6. Fakirliği Tehlike Görmeliyiz
İslam ekonomisinde altıncı görev, bir diğer ifadeyle altıncı sosyal adalet görevi fakirliği toplumsal hayatımız için tehlike görmektir.
Güzel kardeşlerim; bilmeliyiz ki fakirliğin bir takım tabii / doğal sebepleri vardır. Engellilik, tabii afetler, işsizlik, yeteneksizlik, sorumsuzluk gibi… Bir de temel bir yapay sebebi vardır ki o da toplumda Allah'ın haram kıldığı kazanç yollarının egemen olmasıdır. Mesela hem faizli yapıyı koruyacak hem de fakirliği engelleyeceksiniz. Bu mümkün değil.
Çok iyi bilmeliyiz ki fakirlik iman hayatımız için, ahlâk hayatımız için ve bir de aile ve sosyal hayatımız için tehlike olabilir.
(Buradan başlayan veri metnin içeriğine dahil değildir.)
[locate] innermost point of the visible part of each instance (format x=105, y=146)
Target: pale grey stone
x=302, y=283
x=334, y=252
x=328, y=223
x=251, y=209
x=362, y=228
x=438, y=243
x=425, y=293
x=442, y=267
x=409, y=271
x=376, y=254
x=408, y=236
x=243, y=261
Peygamberimiz; fakirliğin zina gibi, hırsızlık gibi, yalan gibi bir takım ahlaksızlıklara sebep olabileceğini de bildirmektedir.
7. Helâl Kazançlarımızı Bölüşmeliyiz.
Kardeşlerim; bir diğer yani yedinci görev de bölüşümdür. Malların sahibi Allah'tır. Allah, yeterinden fazla kazanabilen kulların kazandığı mallarda toplumun sosyal yardım bekleyen kesimi için hak belirlemiştir. Rabbimiz Meâric sûresinde “Çokça kazanmalarına imkânlar bahşettiğimiz kişilerin mallarında yardıma muhtaç kesim için haklar vardır” buyurur.
Bu haklardan bir kısmı dinen mecburi bir kısmı da ihtiyaridir yani isteğe bağlıdır. Mecburi olanlar zekâttır, akrabadan, ana-baba, amca, dayı, kardeş, kız kardeş gibi olanlara nafaka ödemesinde bulunmaktır. İhtiyari yardımlar için bir sınır yoktur. Onlarca hatta yüzlerce âyet bizi Rabbimizin rızası için vermeye yönlendirir.